I am somewhat new the 240 forums, but am very interested in learning how to drift the 240. My question is what kind of wheels and tires should one look for for drifting the 240. Keep in mind it's a stock 91 S13 fastback (hopefully gettin the RB swap  ).


----------



## Pacman (Feb 25, 2003)

Wheels and tires is not all you will need. An upgraded suspension and brakes will be needed also. For wheels and tires, a light wheel is best, and a tires like Nitto's 555R would be good. Coilover's and adjustable are for stillness, because I know the 240 will have bodyroll. A good set of brakes, or at least new cross-drilled and slotted rotors and new pads will be needed; the drifting will fry the stock set.


----------



## esyip (Dec 19, 2002)

just work on suspension and chassis stiffening, that's really it. drifting doesn't require anything out of the brakes, so stock brakes are fine. remember, in drifting you aren't using the e-brake (like FWD), so you won't necessarily mess up your brakes. you aren't stopping at any time during a drift, so there isn't really going to be any wear on them. trust me, i drifted on my stock brakes for LOOOONNGG time even with the all-motor tuning that i had. 

get yourself good suspension, replace any control arms, bushings, sway bars, etc. stiffen up the chassis, but not too much. another good idea is to learn the ins & outs of the car EXTENSIVELY before you go out drifting.


----------



## Pacman (Feb 25, 2003)

At least stiffen your suspension and get better pads. I went all out in the original post.


----------



## Guest (Apr 11, 2003)

I've been drifting in my Nissan for a while now so I can give you a few tips..

I've got stock wheels and some of the cheapest possible tires I could find. They don't hold to the road particularly well but they don't wear too fast (which is extremely important and worth spending extra money for), plus they're very cheap to replace. You ARE going to be replacing tires, it's not a one time investment. The first step is, as said before, to get your car in top shape before you start abusing it. Once you start drifting all those little problems like a bent control arm or something are going to suddenly turn into very big problems quickly. Before you abuse your car (which you will do) make sure it can handle it. Stiffer suspension if something you should look into before you start also. 

I'm running on stock brakes and haven't had many problems. You don't need to do a whole lot of hard braking at all.. drifting is all about shifting weight.

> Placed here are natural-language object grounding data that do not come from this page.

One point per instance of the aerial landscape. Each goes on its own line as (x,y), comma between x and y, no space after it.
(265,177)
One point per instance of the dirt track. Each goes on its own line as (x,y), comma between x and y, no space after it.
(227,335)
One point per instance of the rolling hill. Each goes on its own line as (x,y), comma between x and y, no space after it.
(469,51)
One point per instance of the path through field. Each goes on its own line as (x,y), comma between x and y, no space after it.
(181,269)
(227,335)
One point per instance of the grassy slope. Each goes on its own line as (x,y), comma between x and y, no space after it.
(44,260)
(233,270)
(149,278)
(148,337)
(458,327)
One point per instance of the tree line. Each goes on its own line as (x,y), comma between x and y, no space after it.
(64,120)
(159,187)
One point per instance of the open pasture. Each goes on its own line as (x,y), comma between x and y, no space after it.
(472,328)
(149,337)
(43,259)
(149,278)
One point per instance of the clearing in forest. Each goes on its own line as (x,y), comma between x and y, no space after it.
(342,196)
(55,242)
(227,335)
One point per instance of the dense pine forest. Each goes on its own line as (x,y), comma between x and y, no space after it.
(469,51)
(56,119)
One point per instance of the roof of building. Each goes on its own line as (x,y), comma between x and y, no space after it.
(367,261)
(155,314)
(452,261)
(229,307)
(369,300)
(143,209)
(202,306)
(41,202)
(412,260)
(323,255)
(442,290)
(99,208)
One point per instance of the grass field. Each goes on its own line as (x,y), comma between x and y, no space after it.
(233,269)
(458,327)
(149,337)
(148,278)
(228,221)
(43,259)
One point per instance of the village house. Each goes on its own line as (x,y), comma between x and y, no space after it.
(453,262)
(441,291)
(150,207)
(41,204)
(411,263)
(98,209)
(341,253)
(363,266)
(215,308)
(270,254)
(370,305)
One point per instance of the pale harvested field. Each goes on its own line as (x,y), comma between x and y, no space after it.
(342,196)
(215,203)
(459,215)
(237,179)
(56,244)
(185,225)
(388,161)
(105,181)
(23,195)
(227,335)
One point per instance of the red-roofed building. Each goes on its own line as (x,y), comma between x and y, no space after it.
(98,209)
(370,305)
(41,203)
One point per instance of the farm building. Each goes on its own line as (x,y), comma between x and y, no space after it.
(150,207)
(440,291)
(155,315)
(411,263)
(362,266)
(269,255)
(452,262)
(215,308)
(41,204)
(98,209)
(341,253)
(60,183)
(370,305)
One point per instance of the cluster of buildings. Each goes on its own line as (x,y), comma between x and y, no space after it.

As for actually drifting.. when you first start out KEEP IT RELATIVELY SLOW. Don't watch Initial D then think you can drift a corner at 80 mph on your first try! It takes a lot of control, concentration and practice. I reccomend you start in the rain (but not ice/snow!). Rain will decrease the wear on your tires and make it easier for you to get your car sideways without having to overly abuse your car because you won't need to be clutch dropping at 5k all the time. Some people will reccomend trying it in snow but really I'd start with rain. The thing about snow is that in an instant you can go from a controlled slide to spinning into a guard rail. Go to a big, wet, EMPTY!!!!! parking lot and set up some cones and try it there first. This way if you spin around who cares? Plus there won't be any obstacles to worry about hitting. Do this until you feel VERY comfortable with your car, then move onto something a little more difficult like going around a divider in an EMPTY!! parking lot.

If you need any more help feel free to get me on AIM.. my screenname is coreyirancid .


----------



## bizzy b (Apr 13, 2003)

good suspension is a must. don't skimp on this with some spring-and-shock bullshit. you will want coilovers, such as JIC or Tein. the steering is also important, so you should get t/c rods and hard bushings as well. unless you have a lot of power already(which i assume you don't if you're now looking for an engine swap) good tires will only hinder your ability to drift well with a KA24DE. good fronts and shitty rear tires will be easier to drift.


----------